For local development from this folder:

python -m pip install -e .

Usage

from nubra_python_sdk.marketdata.market_data import MarketData
from nubra_python_sdk.start_sdk import InitNubraSdk, NubraEnv
from nubra_oi_walls import run_multi_wall_proximity_scan, run_wall_proximity_scan

nubra = InitNubraSdk(NubraEnv.UAT)
market_data = MarketData(nubra)

summary_df = run_wall_proximity_scan(
    market_data=market_data,
    stocks=["NIFTY", "BANKNIFTY", "RELIANCE", "HDFCBANK"],
    normalize=False,
    exchange="NSE",
)

print(summary_df)

For multi-wall output when top_n > 1:

multi_df = run_multi_wall_proximity_scan(
    market_data=market_data,
    stocks=["NIFTY", "BANKNIFTY", "RELIANCE", "HDFCBANK"],
    normalize=False,
    top_n=3,
    exchange="NSE",
)

print(multi_df)

There is also a ready-to-run example in quickstart.py.

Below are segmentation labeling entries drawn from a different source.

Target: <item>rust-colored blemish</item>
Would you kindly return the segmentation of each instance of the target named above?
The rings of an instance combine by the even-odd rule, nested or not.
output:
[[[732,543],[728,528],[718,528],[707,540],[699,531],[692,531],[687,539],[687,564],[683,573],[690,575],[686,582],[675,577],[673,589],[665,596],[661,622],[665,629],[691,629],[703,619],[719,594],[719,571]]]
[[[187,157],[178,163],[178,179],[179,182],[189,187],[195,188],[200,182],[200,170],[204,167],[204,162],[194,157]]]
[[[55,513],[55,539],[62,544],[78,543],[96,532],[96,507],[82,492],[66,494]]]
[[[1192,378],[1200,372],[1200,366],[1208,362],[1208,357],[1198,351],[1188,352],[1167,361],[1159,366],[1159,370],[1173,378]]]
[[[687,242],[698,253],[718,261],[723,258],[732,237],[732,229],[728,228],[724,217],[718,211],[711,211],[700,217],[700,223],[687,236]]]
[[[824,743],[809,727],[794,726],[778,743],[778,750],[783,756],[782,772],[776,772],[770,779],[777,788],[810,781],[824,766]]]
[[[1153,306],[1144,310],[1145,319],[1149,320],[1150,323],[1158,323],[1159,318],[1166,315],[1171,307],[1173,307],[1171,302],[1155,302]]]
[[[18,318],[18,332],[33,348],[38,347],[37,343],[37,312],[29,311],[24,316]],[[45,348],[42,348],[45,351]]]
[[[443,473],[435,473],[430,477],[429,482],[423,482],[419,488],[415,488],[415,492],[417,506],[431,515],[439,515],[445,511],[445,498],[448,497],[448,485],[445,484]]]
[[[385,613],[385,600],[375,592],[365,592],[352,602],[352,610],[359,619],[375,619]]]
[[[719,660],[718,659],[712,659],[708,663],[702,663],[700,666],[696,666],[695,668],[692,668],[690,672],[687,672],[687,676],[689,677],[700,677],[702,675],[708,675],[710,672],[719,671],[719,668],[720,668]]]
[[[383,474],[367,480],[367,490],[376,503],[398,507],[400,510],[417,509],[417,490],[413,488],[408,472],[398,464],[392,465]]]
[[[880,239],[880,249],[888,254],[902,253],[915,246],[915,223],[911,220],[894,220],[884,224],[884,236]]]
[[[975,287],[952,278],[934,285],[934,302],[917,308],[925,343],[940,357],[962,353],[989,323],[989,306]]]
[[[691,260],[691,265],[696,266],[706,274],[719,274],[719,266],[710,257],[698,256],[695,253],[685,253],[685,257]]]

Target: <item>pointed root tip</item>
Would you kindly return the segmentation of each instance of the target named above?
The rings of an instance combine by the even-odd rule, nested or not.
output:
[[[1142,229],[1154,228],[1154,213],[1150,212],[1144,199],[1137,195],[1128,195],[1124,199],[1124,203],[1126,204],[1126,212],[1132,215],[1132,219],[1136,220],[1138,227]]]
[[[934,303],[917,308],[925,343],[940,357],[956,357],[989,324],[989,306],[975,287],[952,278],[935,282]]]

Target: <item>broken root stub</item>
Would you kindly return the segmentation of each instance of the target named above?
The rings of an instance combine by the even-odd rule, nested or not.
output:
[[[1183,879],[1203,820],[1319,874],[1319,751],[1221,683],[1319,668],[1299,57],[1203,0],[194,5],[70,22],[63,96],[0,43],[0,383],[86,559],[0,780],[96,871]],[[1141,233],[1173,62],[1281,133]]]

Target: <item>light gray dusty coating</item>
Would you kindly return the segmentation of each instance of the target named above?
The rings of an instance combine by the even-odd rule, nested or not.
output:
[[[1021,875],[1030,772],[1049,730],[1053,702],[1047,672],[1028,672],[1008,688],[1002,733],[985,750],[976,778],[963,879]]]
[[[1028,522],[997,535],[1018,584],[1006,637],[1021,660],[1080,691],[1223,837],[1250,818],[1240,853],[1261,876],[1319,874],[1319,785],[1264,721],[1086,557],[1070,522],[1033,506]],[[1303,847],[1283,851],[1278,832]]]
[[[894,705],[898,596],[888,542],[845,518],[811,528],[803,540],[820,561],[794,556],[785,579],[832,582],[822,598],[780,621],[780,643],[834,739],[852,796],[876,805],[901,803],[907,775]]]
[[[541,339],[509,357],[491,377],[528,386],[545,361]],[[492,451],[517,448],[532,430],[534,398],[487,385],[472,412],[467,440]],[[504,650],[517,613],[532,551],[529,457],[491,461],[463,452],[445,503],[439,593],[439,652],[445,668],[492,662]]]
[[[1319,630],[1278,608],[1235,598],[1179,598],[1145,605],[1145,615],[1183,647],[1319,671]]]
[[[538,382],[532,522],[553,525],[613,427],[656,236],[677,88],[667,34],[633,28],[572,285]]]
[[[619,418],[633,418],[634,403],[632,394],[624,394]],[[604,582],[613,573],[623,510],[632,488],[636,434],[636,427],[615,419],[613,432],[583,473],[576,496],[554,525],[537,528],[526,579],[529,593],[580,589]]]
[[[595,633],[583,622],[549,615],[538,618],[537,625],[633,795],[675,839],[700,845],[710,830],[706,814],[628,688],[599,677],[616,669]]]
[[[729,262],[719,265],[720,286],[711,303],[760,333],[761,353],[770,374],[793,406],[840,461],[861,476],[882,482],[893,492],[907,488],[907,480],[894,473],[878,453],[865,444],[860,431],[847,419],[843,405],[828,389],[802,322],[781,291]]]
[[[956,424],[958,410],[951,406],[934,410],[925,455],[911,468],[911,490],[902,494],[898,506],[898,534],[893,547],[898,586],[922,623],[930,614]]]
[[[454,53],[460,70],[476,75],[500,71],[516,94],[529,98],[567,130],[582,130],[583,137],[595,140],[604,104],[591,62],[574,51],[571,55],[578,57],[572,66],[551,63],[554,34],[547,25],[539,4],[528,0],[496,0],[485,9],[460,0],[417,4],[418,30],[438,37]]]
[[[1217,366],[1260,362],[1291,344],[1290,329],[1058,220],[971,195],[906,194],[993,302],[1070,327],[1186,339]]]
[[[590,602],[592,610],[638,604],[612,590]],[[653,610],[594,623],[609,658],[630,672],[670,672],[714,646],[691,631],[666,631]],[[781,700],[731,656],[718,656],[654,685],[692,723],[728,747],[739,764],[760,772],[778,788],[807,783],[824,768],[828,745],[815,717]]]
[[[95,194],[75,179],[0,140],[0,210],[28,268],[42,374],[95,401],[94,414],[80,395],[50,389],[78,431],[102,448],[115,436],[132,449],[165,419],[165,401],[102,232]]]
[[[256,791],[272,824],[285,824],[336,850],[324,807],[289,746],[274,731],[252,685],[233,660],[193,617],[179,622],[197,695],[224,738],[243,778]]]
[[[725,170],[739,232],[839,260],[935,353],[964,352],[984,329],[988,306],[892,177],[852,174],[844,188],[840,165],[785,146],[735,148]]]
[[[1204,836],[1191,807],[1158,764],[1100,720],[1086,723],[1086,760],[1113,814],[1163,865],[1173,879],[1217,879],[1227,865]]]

That quickstart runs both DataFrame-returning functions.

Local test

Test the import:

python -c "from nubra_oi_walls import run_wall_proximity_scan, run_multi_wall_proximity_scan; print(run_wall_proximity_scan.__name__, run_multi_wall_proximity_scan.__name__)"

Run the quickstart example:

python examples/quickstart.py

Authentication and environment

The preferred integration is to pass your existing MarketData object from your main Nubra session into the scan functions.

The scanner defaults to the Nubra UAT environment only when it has to create its own internal client. To switch that fallback behavior to live usage, set:

$env:NUBRA_OI_WALLS_ENV = "PROD"

If you pass market_data, the package will reuse your existing Nubra session instead of creating a new one.

Import shape

from nubra_oi_walls import run_wall_proximity_scan, run_multi_wall_proximity_scan

Returned data

run_wall_proximity_scan(...) returns the classic single-wall summary as a pandas DataFrame.

run_multi_wall_proximity_scan(...) returns the expanded wall candidates as a pandas DataFrame.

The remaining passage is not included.